'Accent on Youth'


"Accent on Youth" is a 75-year-old play, and with its new Broadway revival it looks every bit its age. This mild drawing-room comedy by Samson Raphaelson — better known for such efforts as "The Jazz Singer" (it was a play before it was the 1927 movie) and the screenplays for "Trouble in Paradise" and "The Shop Around the Corner" — feels like a bottle of champagne that's long lost its fizz.

Not that there's anything terribly wrong with this production directed by Daniel Sullivan for the Manhattan Theatre Club. It certainly looks smashing, thanks to John Lee Beatty's gorgeous art-deco living room set, Jane Greenwood's elegant period costumes and Brian MacDevitt's caressing lighting design.

Its star, David Hyde Pierce, uses his pitch-perfect comic timing, honed for so many seasons on "Frasier," to fine effect. The actor even has a period look about him, resembling one of those ubiquitous character actors seen in countless 1930s films.

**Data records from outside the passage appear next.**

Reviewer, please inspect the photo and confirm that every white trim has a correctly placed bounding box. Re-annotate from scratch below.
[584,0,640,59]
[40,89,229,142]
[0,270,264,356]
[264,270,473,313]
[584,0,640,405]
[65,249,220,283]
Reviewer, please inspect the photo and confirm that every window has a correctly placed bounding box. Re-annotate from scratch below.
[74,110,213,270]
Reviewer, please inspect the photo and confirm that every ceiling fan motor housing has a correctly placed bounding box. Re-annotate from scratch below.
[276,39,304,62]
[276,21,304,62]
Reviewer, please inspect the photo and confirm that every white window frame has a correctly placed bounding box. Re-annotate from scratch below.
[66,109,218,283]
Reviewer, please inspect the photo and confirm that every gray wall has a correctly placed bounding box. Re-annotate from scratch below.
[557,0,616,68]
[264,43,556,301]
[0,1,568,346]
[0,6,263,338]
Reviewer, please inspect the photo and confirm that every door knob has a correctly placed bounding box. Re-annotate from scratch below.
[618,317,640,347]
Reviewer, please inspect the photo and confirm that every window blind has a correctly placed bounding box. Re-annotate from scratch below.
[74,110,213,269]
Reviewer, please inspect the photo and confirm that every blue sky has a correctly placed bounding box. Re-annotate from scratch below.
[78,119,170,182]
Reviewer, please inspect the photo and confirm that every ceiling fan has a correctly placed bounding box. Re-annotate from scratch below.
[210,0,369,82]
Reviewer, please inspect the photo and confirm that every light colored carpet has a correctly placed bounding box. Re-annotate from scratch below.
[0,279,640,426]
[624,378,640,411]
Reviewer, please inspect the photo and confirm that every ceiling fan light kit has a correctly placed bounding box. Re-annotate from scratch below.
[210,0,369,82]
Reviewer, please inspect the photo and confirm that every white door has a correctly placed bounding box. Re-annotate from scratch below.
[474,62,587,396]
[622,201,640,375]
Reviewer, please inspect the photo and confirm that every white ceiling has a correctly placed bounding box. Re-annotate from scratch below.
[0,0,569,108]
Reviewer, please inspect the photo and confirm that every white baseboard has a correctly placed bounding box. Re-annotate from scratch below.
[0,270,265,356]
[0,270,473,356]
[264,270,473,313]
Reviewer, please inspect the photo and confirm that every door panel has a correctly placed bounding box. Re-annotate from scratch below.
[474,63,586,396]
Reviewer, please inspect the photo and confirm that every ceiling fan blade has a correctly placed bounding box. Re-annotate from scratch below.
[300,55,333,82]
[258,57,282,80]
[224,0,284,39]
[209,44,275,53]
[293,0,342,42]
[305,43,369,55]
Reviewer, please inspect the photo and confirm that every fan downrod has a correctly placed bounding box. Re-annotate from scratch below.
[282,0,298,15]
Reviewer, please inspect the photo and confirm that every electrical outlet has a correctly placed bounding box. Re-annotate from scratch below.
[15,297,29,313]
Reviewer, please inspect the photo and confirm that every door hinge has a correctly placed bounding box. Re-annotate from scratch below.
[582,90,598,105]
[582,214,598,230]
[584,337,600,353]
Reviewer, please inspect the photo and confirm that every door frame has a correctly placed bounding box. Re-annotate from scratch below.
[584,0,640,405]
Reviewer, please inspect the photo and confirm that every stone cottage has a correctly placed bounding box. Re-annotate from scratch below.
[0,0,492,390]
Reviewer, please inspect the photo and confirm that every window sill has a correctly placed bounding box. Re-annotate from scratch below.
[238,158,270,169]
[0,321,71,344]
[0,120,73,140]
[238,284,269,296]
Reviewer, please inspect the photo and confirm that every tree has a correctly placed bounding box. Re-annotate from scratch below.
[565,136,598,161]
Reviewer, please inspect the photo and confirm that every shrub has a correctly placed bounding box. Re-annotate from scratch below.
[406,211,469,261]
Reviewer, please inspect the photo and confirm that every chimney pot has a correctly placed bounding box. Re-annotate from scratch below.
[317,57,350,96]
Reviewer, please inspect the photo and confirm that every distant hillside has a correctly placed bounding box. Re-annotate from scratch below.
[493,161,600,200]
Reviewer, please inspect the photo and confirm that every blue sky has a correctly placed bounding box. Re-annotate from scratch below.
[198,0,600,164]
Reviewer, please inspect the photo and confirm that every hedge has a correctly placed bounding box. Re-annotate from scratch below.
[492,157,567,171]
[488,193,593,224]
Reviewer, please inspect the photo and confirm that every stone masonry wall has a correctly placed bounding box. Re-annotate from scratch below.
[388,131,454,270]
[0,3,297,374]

But his efforts are not enough to prop up this decently crafted but uninspired 1934 comedy about a successful playwright, Steven Gaye (Pierce), who decides to abandon his latest script — concerning a love affair between an older man and a much younger woman — and retire. His loyal secretary, Linda (Mary Catherine Garrison), freed from her duties, takes the opportunity to declare her love for him, and the two begin a relationship that mirrors the age difference between the characters in his play.

The second act takes place months later, with Linda now rather unconvincingly transformed into an actress starring in her lover's play. But the couple's happiness is threatened by the attentions of Dickie (David Furr), the handsome leading man who has fallen hopelessly in love with her.

While it might play perfectly well in a nice summer stock production on Cape Cod, "Youth" lacks the comic punch to make much of an impact in a high-profile Broadway revival such as this. There are some laughs, mostly provided by Charles Kimbrough's hilarious performance as a loyal manservant who will happily resort to fisticuffs when necessary. And the supporting cast, especially Byron Jennings and Lisa Banes as Gaye's stalwart resident actors, are perfectly fine.

But it's not enough to salvage a sleepy period comedy that is likely to leave the matinee ladies dozing contentedly. (partialdiff)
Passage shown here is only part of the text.